One particularly wasteful aspect of the Energy Department’s Readiness Campaign has been the expenditure of at least $2.6 billion since 1996 in maintaining and attempting to restore U.S. tritium recycling, production, and extraction capabilities. The Energy Department has spent this huge sum even though U.S. tritium requirements have been declining steadily with continuing reductions in the requirement for “active” stockpile weapons and no fresh tritium was required or produced to support the stockpile throughout this period. The recent spending has been premised on restoring a capability to support the Pentagon’s declared START II stockpile tritium requirement (i.e., 4,900 “active” nuclear weapons with filled tritium reservoirs plus a “five-year reserve” to “surge” deployment of additional weapons or replenish these reservoirs in the event production were disrupted for a prolonged period). The NRDC estimates that this artificially inflated requirement could be met from existing tritium supplies until 2007, at which time the reserve would dip below its “required” five-year support level. So, the lack of fresh tritium supplies would not begin to affect the ability to deploy actual weapons until 2012.
Suffice to say, after the force reduction envisioned in the 2002 Strategic Offensive Reductions Treaty (SORT), this tritium requirement scenario is now outdated, but it has yet to be formally replaced with another, more realistic one. Supporting the reduced but still large nuclear force levels called for under SORT, for example, 1,700 “operationally deployed” strategic weapons and 300 operationally “deployable” nonstrategic weapons with a five-year tritium reserve, would not “require” resumption of tritium production to prevent a decline in the reserve until around 2012; actual weapons would not need fresh tritium until 2017. Clearly, the Bush administration and the Congress have a lot of flexibility and additional time to determine both “required” operational nuclear force levels and when or, indeed, whether to resume tritium production.
They should use this time to reconsider the administration’s tritium plans.

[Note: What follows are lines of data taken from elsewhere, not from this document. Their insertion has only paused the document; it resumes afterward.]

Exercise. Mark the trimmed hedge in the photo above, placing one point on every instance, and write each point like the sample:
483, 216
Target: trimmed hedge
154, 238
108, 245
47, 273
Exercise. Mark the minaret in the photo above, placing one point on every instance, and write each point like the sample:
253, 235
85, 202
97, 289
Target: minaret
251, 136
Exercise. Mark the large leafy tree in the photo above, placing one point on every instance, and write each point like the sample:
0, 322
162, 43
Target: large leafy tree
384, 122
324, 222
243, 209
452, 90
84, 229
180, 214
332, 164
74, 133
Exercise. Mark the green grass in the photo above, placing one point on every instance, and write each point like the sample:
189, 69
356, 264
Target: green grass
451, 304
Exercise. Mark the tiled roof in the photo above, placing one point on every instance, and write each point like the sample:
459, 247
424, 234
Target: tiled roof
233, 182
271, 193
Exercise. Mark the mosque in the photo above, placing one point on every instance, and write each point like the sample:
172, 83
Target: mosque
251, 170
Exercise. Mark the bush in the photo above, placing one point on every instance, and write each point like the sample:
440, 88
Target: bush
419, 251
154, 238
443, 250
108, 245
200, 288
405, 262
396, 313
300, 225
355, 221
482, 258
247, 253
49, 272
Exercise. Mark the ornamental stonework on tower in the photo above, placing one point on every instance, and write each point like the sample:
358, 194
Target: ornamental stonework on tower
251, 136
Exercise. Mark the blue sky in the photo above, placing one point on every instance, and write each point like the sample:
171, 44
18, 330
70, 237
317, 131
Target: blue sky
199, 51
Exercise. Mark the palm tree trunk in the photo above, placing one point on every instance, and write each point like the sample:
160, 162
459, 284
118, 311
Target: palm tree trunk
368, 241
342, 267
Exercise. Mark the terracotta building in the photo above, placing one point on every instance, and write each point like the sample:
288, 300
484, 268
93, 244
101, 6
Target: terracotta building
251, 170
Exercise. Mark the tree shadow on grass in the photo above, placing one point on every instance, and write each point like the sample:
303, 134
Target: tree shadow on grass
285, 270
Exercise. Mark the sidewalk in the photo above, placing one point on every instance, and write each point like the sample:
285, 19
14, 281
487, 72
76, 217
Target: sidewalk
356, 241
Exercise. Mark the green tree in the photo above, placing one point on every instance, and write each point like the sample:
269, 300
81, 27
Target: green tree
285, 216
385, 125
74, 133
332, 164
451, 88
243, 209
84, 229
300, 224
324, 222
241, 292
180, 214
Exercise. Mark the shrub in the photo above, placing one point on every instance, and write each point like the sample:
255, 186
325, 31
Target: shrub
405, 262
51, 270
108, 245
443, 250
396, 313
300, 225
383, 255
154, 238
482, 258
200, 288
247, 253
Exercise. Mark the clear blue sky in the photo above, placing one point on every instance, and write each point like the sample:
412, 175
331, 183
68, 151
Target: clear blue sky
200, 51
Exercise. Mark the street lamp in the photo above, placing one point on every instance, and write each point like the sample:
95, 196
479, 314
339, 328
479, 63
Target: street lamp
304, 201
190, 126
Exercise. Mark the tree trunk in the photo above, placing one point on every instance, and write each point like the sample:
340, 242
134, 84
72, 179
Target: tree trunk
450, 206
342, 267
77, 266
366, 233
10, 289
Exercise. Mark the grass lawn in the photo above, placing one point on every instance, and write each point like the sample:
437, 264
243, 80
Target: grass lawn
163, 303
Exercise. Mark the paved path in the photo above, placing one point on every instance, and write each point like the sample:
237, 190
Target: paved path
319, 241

They could begin with the need for a five-year tritium reserve. The existing requirement makes no economic sense for a costly decaying asset such as tritium. Moreover, the president has the inherent authority under the Atomic Energy Act to direct production of tritium in any one of 100 civilians reactors in the (unlikely) event of a genuine national security “emergency.” So, shifting to a shorter two-year reserve makes more sense and would further extend until 2015 the point at which new tritium production might be needed. Additionally, if the United States and Russia were to make further cuts, say, to a level of 1,000 deployed nuclear warheads each, such a U.S. force could be maintained with a two-year reserve until around 2022 without producing additional tritium.
Additionally, the NNSA’s plans to satisfy future tritium requirements, largely inherited from the previous administration, are fraught with inefficiency, bad management, and a continuing failure to consolidate tritium R&D operations. The NRDC estimates that the tritium capabilities spending outlined in the administration’s budget projections for fiscal years 2005-2009 totals at least $1.2 billion.
Rather than consolidating or eliminating sites where tritium R&D activities are conducted, in which each site requires their own (decaying) minimum inventories of tritium and carries high fixed-overhead costs for security and environment, safety, and health, the Energy Department has continued under President Bill Clinton as well as President George W. Bush to sustain tritium operations at both LANL and LLNL as well as at SRS. Indeed, the Bush administration’s particular contribution is to reinvigorate the tritium R&D facility (B331) within LLNL’s “Superblock Complex.” Successive administrations have allowed the Energy Department to maintain tritium, plutonium, and radiographic hydrotest facilities in triplicate at LLNL, LANL, and NTS, as though the nuclear arms race with the former Soviet Union had never ended.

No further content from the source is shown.